Answer: (i) The area enclosed by the curve and the two half-lines is

\(A=\frac12\int_{\pi/6}^{\pi/2} r^2\,d\theta\).

Since \(r=2e^{\theta}\), we have \(r^2=4e^{2\theta}\). Hence

\(A=\frac12\int_{\pi/6}^{\pi/2}4e^{2\theta}\,d\theta=2\int_{\pi/6}^{\pi/2}e^{2\theta}\,d\theta=[e^{2\theta}]_{\pi/6}^{\pi/2}=e^{\pi}-e^{\pi/3}.\)

So the area is \(e^{\pi}-e^{\pi/3}\approx 20.3\).

(ii) The length of \(C\) is

\(L=\int_{\pi/6}^{\pi/2}\sqrt{r^2+\left(\frac{dr}{d\theta}\right)^2}\,d\theta.\)

Now \(r=2e^{\theta}\), so \(\frac{dr}{d\theta}=2e^{\theta}\). Therefore

\(L=\int_{\pi/6}^{\pi/2}\sqrt{4e^{2\theta}+4e^{2\theta}}\,d\theta =\int_{\pi/6}^{\pi/2}2\sqrt2\,e^{\theta}\,d\theta =2\sqrt2\,[e^{\theta}]_{\pi/6}^{\pi/2}.\)

Hence

\(L=2\sqrt2\left(e^{\pi/2}-e^{\pi/6}\right)\approx 8.83.\)

(i) For a polar curve, the area swept out between two angles is given by \(\frac12\int r^2\,d\theta\).

Here \(r=2e^{\theta}\), so

\(r^2=(2e^{\theta})^2=4e^{2\theta}.\)

Therefore

\(A=\frac12\int_{\pi/6}^{\pi/2}4e^{2\theta}\,d\theta=2\int_{\pi/6}^{\pi/2}e^{2\theta}\,d\theta.\)

Integrating gives

\(A=2\cdot \frac12 e^{2\theta}\Big|_{\pi/6}^{\pi/2}=[e^{2\theta}]_{\pi/6}^{\pi/2}=e^{\pi}-e^{\pi/3}.\)

So the required area is \(e^{\pi}-e^{\pi/3}\), which is approximately \(20.3\).

(ii) The arc length of a polar curve \(r=f(\theta)\) is

\(L=\int_{\alpha}^{\beta}\sqrt{r^2+\left(\frac{dr}{d\theta}\right)^2}\,d\theta.\)

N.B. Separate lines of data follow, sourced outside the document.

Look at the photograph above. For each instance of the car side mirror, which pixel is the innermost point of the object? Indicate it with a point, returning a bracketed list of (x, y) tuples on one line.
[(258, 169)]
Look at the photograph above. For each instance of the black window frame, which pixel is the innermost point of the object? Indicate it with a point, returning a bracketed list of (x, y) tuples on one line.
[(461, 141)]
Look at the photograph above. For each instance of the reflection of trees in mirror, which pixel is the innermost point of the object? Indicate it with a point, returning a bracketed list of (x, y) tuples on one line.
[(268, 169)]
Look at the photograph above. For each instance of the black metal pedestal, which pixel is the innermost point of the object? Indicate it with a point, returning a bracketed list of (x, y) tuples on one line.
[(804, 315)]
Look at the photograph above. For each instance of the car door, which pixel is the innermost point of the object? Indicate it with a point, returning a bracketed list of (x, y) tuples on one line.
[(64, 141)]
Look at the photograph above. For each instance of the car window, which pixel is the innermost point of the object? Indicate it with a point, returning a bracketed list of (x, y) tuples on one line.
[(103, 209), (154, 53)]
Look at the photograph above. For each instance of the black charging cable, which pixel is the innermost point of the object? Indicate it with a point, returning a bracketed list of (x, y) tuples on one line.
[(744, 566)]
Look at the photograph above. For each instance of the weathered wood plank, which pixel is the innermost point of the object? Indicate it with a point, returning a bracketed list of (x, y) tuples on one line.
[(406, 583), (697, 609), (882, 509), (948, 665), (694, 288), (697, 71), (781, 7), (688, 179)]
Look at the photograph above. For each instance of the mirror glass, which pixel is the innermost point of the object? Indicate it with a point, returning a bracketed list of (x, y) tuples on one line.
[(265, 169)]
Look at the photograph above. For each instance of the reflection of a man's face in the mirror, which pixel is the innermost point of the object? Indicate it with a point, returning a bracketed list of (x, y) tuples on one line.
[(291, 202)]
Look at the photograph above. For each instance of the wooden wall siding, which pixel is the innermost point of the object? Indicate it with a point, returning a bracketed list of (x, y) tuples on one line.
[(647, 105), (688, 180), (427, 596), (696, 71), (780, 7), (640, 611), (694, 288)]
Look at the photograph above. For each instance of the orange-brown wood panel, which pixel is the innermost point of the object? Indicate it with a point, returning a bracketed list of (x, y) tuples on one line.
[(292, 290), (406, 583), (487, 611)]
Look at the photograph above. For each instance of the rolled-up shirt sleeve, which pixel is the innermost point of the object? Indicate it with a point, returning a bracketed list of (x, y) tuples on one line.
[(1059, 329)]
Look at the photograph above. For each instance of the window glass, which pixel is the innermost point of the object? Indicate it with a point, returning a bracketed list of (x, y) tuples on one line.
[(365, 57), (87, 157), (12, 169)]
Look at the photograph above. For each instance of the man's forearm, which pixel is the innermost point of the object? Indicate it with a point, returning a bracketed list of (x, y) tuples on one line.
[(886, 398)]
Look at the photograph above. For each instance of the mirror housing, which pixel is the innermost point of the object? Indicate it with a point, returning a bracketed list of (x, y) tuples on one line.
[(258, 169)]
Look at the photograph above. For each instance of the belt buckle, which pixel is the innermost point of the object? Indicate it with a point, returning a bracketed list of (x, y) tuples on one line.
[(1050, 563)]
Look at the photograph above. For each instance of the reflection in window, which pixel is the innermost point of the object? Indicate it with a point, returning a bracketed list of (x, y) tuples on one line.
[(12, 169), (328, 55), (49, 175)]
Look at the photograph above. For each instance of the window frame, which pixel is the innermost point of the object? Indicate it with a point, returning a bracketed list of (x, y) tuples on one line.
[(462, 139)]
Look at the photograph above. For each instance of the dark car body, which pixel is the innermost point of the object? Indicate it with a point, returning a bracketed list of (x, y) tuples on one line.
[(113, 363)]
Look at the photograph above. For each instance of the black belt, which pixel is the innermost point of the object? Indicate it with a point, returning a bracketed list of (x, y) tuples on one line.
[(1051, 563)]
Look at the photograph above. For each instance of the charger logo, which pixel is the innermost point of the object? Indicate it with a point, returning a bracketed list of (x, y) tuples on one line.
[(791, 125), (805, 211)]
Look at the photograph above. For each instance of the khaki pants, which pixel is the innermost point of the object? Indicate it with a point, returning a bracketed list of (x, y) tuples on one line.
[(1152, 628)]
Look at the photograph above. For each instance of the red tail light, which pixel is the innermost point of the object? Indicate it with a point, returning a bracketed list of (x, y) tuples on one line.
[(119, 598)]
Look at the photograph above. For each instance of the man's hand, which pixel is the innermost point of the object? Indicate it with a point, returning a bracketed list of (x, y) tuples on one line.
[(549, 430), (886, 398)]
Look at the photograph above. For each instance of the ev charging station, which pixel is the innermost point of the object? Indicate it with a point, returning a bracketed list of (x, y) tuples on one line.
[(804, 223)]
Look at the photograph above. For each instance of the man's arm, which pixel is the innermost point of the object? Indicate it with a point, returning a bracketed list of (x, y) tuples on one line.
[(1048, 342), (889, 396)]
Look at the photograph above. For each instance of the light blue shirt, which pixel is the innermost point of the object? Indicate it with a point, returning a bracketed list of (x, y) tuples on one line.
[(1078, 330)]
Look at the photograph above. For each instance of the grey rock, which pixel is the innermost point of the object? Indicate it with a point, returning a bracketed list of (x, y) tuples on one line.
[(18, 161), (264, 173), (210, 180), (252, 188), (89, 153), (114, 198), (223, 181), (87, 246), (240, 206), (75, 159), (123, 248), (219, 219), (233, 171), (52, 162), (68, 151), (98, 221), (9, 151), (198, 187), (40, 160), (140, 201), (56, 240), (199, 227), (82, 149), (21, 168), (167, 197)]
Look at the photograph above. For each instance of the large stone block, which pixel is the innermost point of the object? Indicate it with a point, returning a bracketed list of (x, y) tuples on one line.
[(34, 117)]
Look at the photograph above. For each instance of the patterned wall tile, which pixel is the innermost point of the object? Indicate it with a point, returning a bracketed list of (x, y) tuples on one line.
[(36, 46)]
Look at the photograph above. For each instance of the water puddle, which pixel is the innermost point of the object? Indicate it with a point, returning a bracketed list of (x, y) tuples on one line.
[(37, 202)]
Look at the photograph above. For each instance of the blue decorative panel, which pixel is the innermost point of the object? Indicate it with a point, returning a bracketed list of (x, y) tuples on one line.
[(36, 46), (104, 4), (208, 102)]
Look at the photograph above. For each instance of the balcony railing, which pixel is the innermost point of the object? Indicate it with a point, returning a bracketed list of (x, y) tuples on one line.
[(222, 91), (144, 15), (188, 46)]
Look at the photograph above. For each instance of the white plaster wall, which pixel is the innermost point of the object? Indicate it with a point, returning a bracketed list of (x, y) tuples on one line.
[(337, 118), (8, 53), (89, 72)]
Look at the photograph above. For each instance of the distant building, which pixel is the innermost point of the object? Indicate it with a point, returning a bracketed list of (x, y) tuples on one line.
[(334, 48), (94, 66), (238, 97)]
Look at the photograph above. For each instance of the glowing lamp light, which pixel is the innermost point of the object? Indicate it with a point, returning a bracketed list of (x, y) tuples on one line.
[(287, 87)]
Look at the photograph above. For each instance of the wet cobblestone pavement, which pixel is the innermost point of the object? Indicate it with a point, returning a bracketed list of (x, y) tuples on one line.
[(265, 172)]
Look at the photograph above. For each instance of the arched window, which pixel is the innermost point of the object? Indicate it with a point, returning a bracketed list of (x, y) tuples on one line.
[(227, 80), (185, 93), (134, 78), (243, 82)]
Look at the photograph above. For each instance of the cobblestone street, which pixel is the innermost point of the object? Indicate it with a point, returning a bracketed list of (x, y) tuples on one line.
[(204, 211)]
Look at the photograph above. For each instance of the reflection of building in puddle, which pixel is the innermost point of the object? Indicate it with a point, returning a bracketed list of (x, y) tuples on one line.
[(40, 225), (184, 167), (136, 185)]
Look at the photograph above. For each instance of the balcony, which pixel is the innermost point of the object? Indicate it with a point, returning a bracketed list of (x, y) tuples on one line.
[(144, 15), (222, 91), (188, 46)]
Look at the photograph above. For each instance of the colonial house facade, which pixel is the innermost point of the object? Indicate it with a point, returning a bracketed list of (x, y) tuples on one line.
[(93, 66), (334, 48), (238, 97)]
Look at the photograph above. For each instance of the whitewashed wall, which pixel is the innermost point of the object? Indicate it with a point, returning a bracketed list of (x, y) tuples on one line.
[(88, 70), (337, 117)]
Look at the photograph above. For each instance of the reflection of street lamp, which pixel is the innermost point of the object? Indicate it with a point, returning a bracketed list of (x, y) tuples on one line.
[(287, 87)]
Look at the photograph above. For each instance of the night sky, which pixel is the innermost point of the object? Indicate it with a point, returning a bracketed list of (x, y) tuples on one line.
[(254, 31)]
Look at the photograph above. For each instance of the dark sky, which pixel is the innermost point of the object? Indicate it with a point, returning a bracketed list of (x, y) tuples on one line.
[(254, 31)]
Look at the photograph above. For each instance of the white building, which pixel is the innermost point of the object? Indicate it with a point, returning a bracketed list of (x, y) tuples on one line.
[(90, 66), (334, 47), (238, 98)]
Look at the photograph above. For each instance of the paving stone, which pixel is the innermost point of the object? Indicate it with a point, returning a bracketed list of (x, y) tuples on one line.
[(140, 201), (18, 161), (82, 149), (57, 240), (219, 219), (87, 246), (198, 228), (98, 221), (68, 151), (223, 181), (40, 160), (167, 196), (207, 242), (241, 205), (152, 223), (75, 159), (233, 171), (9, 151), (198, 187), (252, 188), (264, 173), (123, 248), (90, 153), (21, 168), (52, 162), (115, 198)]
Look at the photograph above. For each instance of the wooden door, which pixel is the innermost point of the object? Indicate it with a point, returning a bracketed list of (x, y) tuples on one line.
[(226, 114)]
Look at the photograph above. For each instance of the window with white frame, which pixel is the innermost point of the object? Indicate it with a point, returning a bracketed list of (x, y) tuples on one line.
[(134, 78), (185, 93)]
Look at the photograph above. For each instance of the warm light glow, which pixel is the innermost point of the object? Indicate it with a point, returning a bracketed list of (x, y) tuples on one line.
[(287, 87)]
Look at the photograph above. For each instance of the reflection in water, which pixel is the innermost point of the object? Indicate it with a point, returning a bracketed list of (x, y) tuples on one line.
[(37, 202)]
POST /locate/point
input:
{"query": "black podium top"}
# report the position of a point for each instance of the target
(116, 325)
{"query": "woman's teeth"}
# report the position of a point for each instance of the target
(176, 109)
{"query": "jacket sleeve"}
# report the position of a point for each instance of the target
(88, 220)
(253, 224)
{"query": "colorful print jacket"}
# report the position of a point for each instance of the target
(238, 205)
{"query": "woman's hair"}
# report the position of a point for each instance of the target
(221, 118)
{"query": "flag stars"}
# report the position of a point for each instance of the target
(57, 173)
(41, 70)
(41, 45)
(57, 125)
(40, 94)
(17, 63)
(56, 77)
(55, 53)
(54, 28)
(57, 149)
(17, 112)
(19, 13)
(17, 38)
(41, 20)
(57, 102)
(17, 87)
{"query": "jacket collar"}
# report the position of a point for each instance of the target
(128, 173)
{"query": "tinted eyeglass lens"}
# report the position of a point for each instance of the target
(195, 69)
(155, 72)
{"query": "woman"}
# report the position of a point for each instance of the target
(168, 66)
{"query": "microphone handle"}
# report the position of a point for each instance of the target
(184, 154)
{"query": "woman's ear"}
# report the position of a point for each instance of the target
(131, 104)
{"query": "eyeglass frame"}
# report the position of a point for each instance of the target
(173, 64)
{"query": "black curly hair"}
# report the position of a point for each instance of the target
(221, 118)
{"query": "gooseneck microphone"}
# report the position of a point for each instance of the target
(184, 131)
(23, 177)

With \(r=2e^{\theta}\), we have

\(\frac{dr}{d\theta}=2e^{\theta}.\)

So

\(L=\int_{\pi/6}^{\pi/2}\sqrt{(2e^{\theta})^2+(2e^{\theta})^2}\,d\theta =\int_{\pi/6}^{\pi/2}\sqrt{8e^{2\theta}}\,d\theta.\)

Since \(e^{\theta}\gt 0\), this simplifies to

\(L=\int_{\pi/6}^{\pi/2}2\sqrt2\,e^{\theta}\,d\theta.\)

Now integrate:

\(L=2\sqrt2\,[e^{\theta}]_{\pi/6}^{\pi/2}=2\sqrt2\left(e^{\pi/2}-e^{\pi/6}\right).\)

Hence the length of \(C\) is \(2\sqrt2\left(e^{\pi/2}-e^{\pi/6}\right)\), which is approximately \(8.83\).